The frame is completely aluminum. It’s very stiff, which is good (all the energy you put in the pedals gets transferred to the bike, so when you pound the pedals, it can really go) and bad (there’s nothing to soak up rough road surfaces, which is fatiguing). Really good road bikes are now, at least in part, carbon fiber or something more exotic, titanium. They soak up some of that road roughness, making for a smoother ride.
But my bike has a good set of components (a Shimano 105 set up, if you’re interested). I like the colors. It handles great. It’s got a fairly new set of tires (Michelins, no less). It’s got some flavor. The Specialized logo is big and bold. The down tube (which connects the bottom bracket where the chainwheel is, to the head tube, which contains the front fork) isn’t round and boring, it’s an aerodynamic, oval shape. However, in the end, it’s just metal, rubber and plastic.
But for me, it’s much more than that. I bought this bike after my first go round with cancer treatment. I had a hybrid bike (one you could ride on road and off) that I only rode on the road. I wanted a road bike, and this is the one that was on sale at the bike shop that March in 2001. I was putting cancer behind me, getting fit and healthy. Because of that treatment, my co-workers, not knowing what else to do for me, gave me an envelope stuffed with cash as a ‘get well’ gift (cash is always a good gift). Also in the envelope was a $200 check from one co-worker I barely knew. I used this money to fund about two-thirds of the bike purchase. So when I ride it, in a way, I’m riding with the good will of friends and former colleagues. The bike, and riding it, didn’t prevent two subsequent relapses, but I kept on riding.
Without this bike, I would’ve never met Lance Armstrong. No, I wasn’t a professional bike racer (especially with this bike). After moving to Pennsylvania in 2004, I got more serious about biking and started riding many more miles. I signed up for the 2008 Philadelphia Livestrong Challenge, riding the 45 mile course (due to the hilly course, the bike’s, and my, shortcomings, I felt like I fell down a flight of stairs after that ride) and raising money for the Lance Armstrong Foundation.
I won the Philadelphia Livestrong Challenge Award (no, I wasn’t the fastest rider, it’s an award given to an event participant who goes the extra mile (as it were) to help cancer survivors (which I did professionally and in my spare time)). Mr. Armstrong was nice enough to hand that award to me himself, and it hangs in our Livestrong yellow hallway (just outside the bathroom, so I see it every day).
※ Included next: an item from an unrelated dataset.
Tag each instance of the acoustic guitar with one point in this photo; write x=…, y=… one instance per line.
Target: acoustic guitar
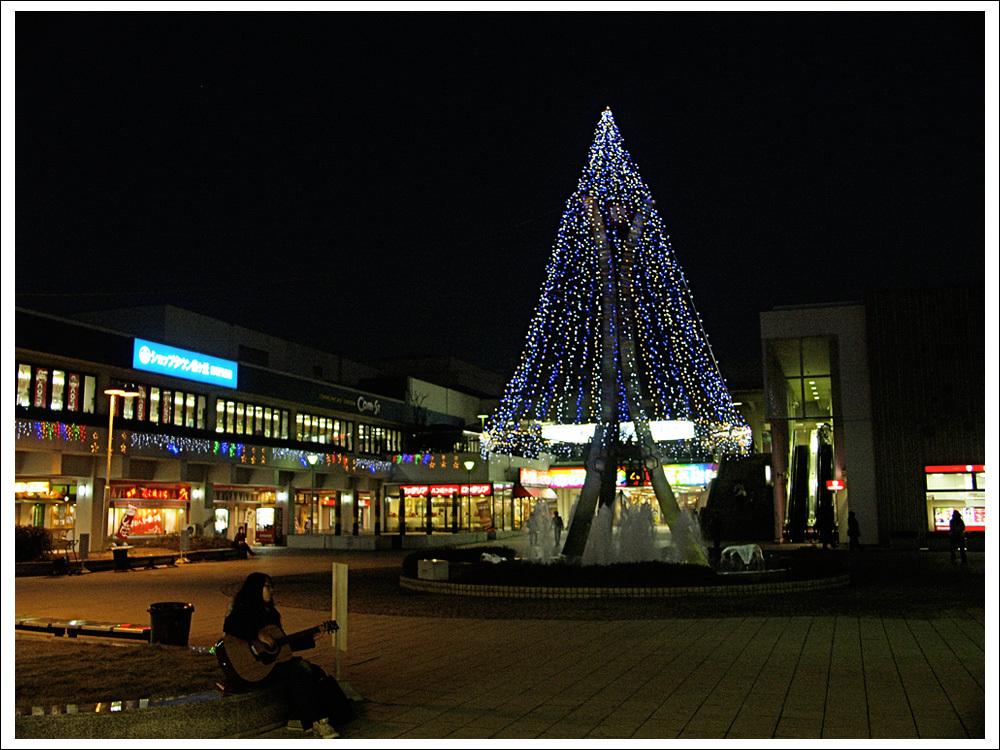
x=252, y=661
I have three bikes. A hybrid, to ride on the nearby Delaware River Canal tow path. My recumbent, for long rides. And with a new set of wheels and some other improvements, I plan on riding my road bike fairly regularly. With my new job, I have time for short morning rides, and this is a fun, around town, get some exercise kind of bike, despite its shortcomings. Also with the job, comes a pay check that helps pay for the new set of wheels and some other improvements.
Like many other, inanimate objects, this one has a lot of feelings and emotions tied into it. So I can’t let it go. One phrase that gets tossed around is one’s “cancer journey”, one’s experience from diagnosis, to treatment and (hopefully) cure, along with all the personal, family and professional issues that are part of the deal. In a way, this bike “personifies” my journey and the journey isn’t over yet.